Documentário com notas de rodapé

Indicado ao Oscar 2025, "Trilha sonora para um golpe de estado" mistura jazz com nomes da política internacional nos anos 1960

TEXTO Marcelo Abreu

07 de Março de 2025

Documentário de Johan Grimonprez mostra como os Estados Unidos usou o jazz em sua política externa

Documentário de Johan Grimonprez mostra como os Estados Unidos usou o jazz em sua política externa

Foto Divulgação

Poucas vezes um documentário demandou tanto de seus espectadores. Trilha sonora para um golpe de estado (produção belga, holandesa e francesa), de Johan Grimonprez, tem como proposta retraçar os anos que marcaram o auge do processo de descolonização na África, focando sobretudo no caso do Congo Belga (depois chamado de Zaire, hoje República Democrática do Congo). Para  contar a história, recorre a dezenas de trechos de cinejornais e filmes da época e mistura tudo com imagens de músicos de jazz, gênero musical que vivia anos de ouro entre as décadas de 1950 e 1960.

O resultado disso é um filme picotado, com uma montagem rápida que vai misturando Patrice Lumumba, líder da independência congolesa, com o trompetista Louis Armstrong, o líder soviético Nikita Khrushchov com o saxofonista John Coltrane, o ativista negro norte-americano Malcolm X com o presidente Dwight Eisenhower, numa grande salada de discursos, entrevistas e apresentações musicais. É interessante como um ágil e esperto exercício de montagem. Mas no meio da barafunda de imagens e sons, fica escondida a discussão de fundo, e acaba sendo confusa a crítica ao imperialismo europeu e norte-americano na África.

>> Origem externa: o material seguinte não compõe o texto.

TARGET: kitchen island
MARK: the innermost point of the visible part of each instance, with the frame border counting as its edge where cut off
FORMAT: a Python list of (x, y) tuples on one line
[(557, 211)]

Esteticamente, é um filme realmente complexo. Primeiro porque é falado em pelo mens quatro línguas principais: além de francês e do holandês (as línguas dos colonizadores belgas), também há farto material em inglês e em russo. Cada fala é ilustrada na tela com os seguintes elementos: a transcrição do que é dito para o inglês, a identificação do entrevistado, a data do registro visual, o nome da música de jazz que está tocando simultaneamente, a legenda de tudo isso com tradução em português. E, acreditem, são exibidas até citações bibliográficas contendo títulos de livros, autores e páginas de onde informações foram retiradas, igualzinho a uma página de livro impresso. Considerando o ritmo em que surgem e desaparecem todos esses elementos, acompanhar o filme vira um exercício mental para a plateia. E isso tudo tem a duração de duas horas 20 minutos.

Sabe-se que não existe edição de imagens sem um bom grau de manipulação. É inerente ao meio visual. Mas Trilha sonora para um golpe de estado eleva isso ao extremo. Seu ritmo intenso e sua duração impedem uma reflexão crítica do que está sendo exposto na tese do filme. Como num videoclipe alucinado, o espectador pula e galho em galho sem tempo de analisar melhor os “vilões” da história (Eisenhower, a CIA, os belgas com seu rei Balduíno, o secretário-geral da ONU, Dag Hammarskjöld, entre outros) ou os “mocinhos” (Patrice Lumumba e o presidente Kwame Nkrumah, de Gana). Nikita Khrushchov entra mais como um bufão folclórico (o que ele era, em parte) mas não tem seu papel devidamente esclarecido. Aliás, o papel soviético no processo de descolonização não sofre maiores críticas.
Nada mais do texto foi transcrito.